She looked at me like I was crazy. I had said to her, “I would rather be in an environment that sets you up for success and not failure.”
I could imagine her unstated rebuttal:
- there is risk inherent in everything,
- every job requires peddling a good or service and you need clients to buy that from you,
- every job is about relationships and navigating those waters, so why are you complaining?
Seeing the quizzical look on her face, I continued, “I’ve heard more than once lately examples of people choosing to work in different situations where the dynamics were different, and they were set up for success and not failure, and how they are much happier.” She paused and walked away.
What does that mean? What does it mean to be set up for success and not failure? I think I’ll take the latter first. This is what being set up for failure sometimes feels like…
- Everyone seems to be out for their own gain, and there is no unification around the company’s goal.
- You get more criticisms of thought than support, no matter that in other groups those same ideas for similar purposes would be celebrated.
- You get more resistance to things than the go-ahead to have autonomy over a project. Maybe you need to respond to a committee for the tiniest of daily minutiae, and it holds up projects and not propels them forward.
- You are subverted from projects you had previously been deemed in charge.
- Colleagues seem to hide things or hold things back when communicating and not airing and getting issues dealt with.
- Ownership of mistakes is not oft taken and more often it’s a game of passing the buck.
(One colleague said of the other, “She doesn’t delegate well.” And, not two days later the other colleague said the same of the first!)
Maybe, too, “leadership” fails to budget for needed things, fails to understand what really goes into a job, fails to listen when presented with facts and solutions, and passes the buck onto employees who try to make a difference. “Experts” are paraded in providing advice without listening and expectations are that one should toe their line regardless if the solution is a good fit. Leadership fails to discuss issues at hand, and then wonders why the cycle repeats itself. Employees constantly feel the need to “manage up” to divert poor management choices.

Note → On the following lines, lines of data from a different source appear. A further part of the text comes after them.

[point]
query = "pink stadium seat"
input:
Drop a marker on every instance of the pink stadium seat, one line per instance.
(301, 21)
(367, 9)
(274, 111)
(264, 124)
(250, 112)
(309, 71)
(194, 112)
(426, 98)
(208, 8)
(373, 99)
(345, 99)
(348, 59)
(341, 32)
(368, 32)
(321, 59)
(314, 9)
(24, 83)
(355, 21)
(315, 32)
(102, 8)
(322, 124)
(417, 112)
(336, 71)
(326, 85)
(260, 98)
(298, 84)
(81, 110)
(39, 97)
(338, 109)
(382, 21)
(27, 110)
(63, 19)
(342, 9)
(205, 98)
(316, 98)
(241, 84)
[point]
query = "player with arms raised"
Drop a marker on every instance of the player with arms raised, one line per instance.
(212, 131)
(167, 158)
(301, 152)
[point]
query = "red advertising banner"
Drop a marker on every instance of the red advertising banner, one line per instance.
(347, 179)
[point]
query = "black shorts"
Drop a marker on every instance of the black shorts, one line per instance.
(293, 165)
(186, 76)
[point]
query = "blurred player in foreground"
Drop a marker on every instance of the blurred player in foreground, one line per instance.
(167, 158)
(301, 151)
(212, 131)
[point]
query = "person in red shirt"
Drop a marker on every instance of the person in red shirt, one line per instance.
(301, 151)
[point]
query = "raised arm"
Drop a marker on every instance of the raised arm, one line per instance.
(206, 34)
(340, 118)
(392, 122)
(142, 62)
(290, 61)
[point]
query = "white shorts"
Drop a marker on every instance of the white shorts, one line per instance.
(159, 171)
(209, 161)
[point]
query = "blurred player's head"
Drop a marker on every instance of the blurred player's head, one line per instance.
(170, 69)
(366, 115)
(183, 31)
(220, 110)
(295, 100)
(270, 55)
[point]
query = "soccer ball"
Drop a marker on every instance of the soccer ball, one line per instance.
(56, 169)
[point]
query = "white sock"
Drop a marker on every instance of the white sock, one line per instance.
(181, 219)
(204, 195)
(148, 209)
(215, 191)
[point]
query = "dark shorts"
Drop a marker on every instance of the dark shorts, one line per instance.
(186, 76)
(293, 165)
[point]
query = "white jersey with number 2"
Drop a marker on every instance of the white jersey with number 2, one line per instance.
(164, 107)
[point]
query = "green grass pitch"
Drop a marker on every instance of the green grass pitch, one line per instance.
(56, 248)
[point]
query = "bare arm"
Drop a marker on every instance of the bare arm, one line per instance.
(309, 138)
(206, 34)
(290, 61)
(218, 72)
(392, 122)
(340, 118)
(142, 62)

So, what does a successful team look like? The best example of a successful team that I have experienced was when my food club was first starting. The energy was new, it was exciting. We were passionately organizing around a shared goal: procuring good, wholesome, local products for our families. We understood the issues, and we collectively worked to tackle them – excitedly. We were eager to be around each other, and we liked one another. Even the personalities that were more difficult to deal with (they didn’t listen, they charged ahead with their own ideas without consenting with the rest of the group, they weren’t forthcoming with what they had done leaving others blind, they were rude, they talked down to other members, etc.) were manageable. In part, my role within this group was different. We were viewed more as peers, and I was perhaps a leader of some (I still wear the title of “President”, though I view our group as very egalitarian). Besides some ego-infighting, it wasn’t that which you might get around a paid position. This group I helped choose, and I helped build. And, together we defined and achieved success. We were quick to name barriers to success, and then we removed those barriers. We communicated, and because, again, we were unified around a common goal, egos had less impact on finding solutions. We purposely set a roadmap for success and followed it.
Another example is working with my child’s school. Part of growing up is learning to deal with stuff – grades, rules, behaving in society. Part of growing up is finding where your drummer is and marching to that drummer’s beat and not another. I believe that part of our job, as parents, is to help navigate the school system, such as, helping to pave the most successful way for both my child and the school. We remove barriers (like behavior barriers when my son is acting out) and we try to communicate with teachers and administrators to make sure both teacher and students are getting the most out of the day. We have chosen not to go back to schools where our needs to success aren’t met.
So, yes, dear colleague, I would rather be in a place where the whole generally tries to work towards success – not a never-ending spiral of missed deadlines, too much work, and delegation without thought or consideration for what might be on someone’s plate. I admire those who have been able to forge their way into teams that build themselves up for good so they can truly benefit the greater good. I wonder – what would our world look like if we could all focus on common issues and drop our egos and belief that we need to tell others how to live their lives. Would we actually achieve success as a society?